# Vortech Mp40?



## Guest (Mar 20, 2011)

Hi guys,
Been thinking about getting a VorTech MP40 for a new 190 Gal tank I'm currently cycling which will be housing my 14 juvie RBP. Has anyone tried these pumps with P's before? Reason I ask is because I can get a good price on one, and I have 2 ehiem pro 3e filters on the tank which will be run in stream mode. It is a planted tank and with the MP40 being able to vary power output I thought a variable current will really add to the effect I'm going for with the tank. Not to mention the added benefit that all mechanical parts are outside the tank allowing easier maintenance and less visual distraction from the inside of it. I've used various powerheads available in tanks I've kept throughout the years and I really don't like the appearance of them in the tank. I've never had a marine tank,and was looking to start one when I found the VorTech MP40. Any pro's and con's on this product for P's?
Cheers,
JK


----------



## welsher7 (Jul 29, 2005)

The vortechs are great powerheads.

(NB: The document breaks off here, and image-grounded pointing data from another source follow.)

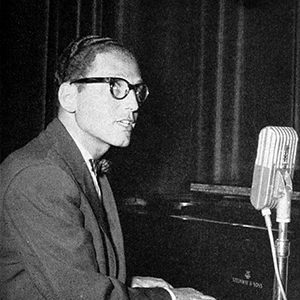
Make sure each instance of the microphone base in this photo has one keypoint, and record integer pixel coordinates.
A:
(282, 253)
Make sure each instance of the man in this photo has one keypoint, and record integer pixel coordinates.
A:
(60, 231)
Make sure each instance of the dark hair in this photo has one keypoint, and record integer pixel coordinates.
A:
(77, 58)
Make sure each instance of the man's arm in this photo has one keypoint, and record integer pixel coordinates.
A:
(46, 228)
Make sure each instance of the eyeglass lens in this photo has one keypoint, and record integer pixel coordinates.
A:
(120, 89)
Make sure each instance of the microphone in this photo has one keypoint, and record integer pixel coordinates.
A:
(274, 165)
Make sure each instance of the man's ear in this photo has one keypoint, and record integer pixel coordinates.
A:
(67, 96)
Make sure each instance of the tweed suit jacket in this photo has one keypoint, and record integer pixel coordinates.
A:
(54, 244)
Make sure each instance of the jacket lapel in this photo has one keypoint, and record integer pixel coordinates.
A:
(76, 165)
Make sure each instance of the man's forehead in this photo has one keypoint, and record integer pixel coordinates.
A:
(115, 60)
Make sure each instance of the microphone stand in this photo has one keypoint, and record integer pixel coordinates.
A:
(282, 243)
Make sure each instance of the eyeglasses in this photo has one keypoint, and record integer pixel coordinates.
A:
(119, 87)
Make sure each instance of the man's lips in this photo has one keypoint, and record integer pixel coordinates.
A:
(126, 123)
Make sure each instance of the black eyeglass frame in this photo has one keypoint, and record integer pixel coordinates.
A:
(111, 81)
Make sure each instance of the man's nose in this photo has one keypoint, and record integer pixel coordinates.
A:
(131, 101)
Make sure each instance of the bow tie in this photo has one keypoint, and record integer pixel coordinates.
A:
(100, 166)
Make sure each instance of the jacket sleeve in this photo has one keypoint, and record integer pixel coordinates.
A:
(53, 250)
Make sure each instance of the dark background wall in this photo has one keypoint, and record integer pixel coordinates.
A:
(218, 72)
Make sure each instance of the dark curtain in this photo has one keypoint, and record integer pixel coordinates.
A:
(218, 72)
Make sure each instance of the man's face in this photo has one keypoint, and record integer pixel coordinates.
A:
(104, 121)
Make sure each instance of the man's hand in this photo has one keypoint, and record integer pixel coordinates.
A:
(190, 294)
(148, 282)
(180, 293)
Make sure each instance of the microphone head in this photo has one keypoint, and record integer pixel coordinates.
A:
(276, 151)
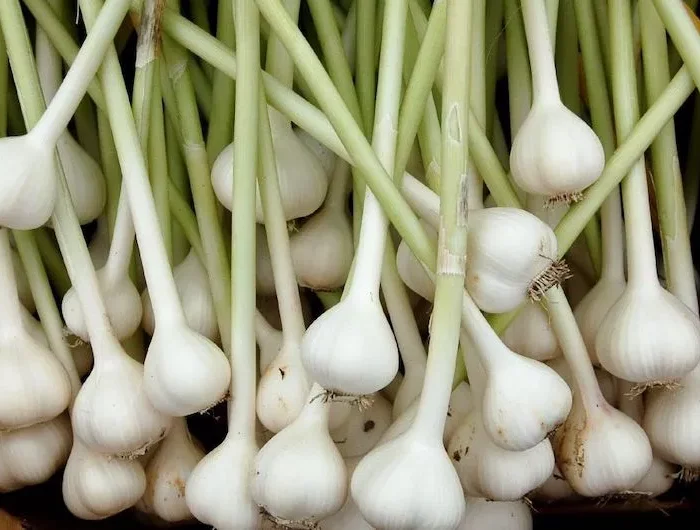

I used a mp10 in my 40g long Spilo tank until I finished setting up my sw tank. What are the dmes of your 190g? They really move a lot of water. I don't think you would want to run it on reef crest mode or try to create a standing wave in the tank, but have a little variation in water movement would be good.

Great pumps expensive but well worth the price IMO.


----------



## CLUSTER ONE (Aug 2, 2006)

shiver just got one for his tank in the sw section so you could ask him how he likes it though I am not sure if his tank is setup or not yet.

If you can get it for a good price I say go for it but if it is not that great of a deal I would just go with 1-2 hydor korallia 4 plus


----------



## Guest (Mar 21, 2011)

Thanks for the replies, I'll head over to the SW forum and ask a few q's.


----------